Gemeinsam mit ihrem Mann berät Schneevoigt heute Unternehmen und Einzelpersonen, wie soziale und ökonomische Herausforderungen bewältigt werden können. Ihr Ziel ist es, ein Umdenken in den Köpfen der Verantwortlichen zu fördern und die Arbeitswelt so zu gestalten, dass sie Menschen in jeder Lebensphase unterstützt.

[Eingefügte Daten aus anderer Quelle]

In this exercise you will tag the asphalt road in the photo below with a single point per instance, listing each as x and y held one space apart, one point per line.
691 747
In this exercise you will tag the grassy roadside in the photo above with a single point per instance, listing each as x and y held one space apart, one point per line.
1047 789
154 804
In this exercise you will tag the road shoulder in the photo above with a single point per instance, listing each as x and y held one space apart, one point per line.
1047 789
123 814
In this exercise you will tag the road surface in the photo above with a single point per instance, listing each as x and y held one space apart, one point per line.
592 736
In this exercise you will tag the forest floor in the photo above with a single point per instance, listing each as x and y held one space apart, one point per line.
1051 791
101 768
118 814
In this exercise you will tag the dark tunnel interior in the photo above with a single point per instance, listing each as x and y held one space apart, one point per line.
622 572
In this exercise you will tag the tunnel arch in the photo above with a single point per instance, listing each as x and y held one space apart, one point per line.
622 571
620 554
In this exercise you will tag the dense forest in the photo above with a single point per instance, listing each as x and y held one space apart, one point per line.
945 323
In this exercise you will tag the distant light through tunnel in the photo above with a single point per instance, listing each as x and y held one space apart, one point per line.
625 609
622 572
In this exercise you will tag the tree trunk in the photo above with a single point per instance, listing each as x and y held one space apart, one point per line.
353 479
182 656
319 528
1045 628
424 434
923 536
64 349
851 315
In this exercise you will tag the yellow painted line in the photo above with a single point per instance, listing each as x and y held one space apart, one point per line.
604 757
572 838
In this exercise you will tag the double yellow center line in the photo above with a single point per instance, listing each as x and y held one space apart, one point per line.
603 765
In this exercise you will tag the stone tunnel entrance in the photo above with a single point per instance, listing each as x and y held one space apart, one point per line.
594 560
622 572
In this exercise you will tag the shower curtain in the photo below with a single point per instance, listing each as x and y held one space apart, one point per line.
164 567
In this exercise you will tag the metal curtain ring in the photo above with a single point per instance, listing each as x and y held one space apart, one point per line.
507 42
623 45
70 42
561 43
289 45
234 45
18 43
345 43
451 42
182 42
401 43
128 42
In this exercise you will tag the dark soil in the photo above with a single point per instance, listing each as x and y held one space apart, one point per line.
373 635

Ausblick: Was die Geschichte von Vera Schneevoigt lehrt

Vera Schneevoigts Weg verdeutlicht, wie wichtig es ist, individuelle Entscheidungen in größere gesellschaftliche Zusammenhänge einzubetten. Ihre Geschichte zeigt, dass beruflicher Erfolg nicht alles ist und dass persönliche Verantwortung oft mutige Schritte erfordert. Gleichzeitig macht sie darauf aufmerksam, dass Unternehmen und die Gesellschaft insgesamt flexibler werden müssen, um den Herausforderungen einer alternden Gesellschaft gerecht zu werden.

Ihre Botschaft ist klar: Veränderung ist möglich, wenn Einzelpersonen wie Schneevoigt den Mut aufbringen, bestehende Strukturen zu hinterfragen und alternative Wege zu gehen. Dieser Mut kann nicht nur das Leben Einzelner verändern, sondern langfristig zu einem Wandel in Wirtschaft und Gesellschaft beitragen.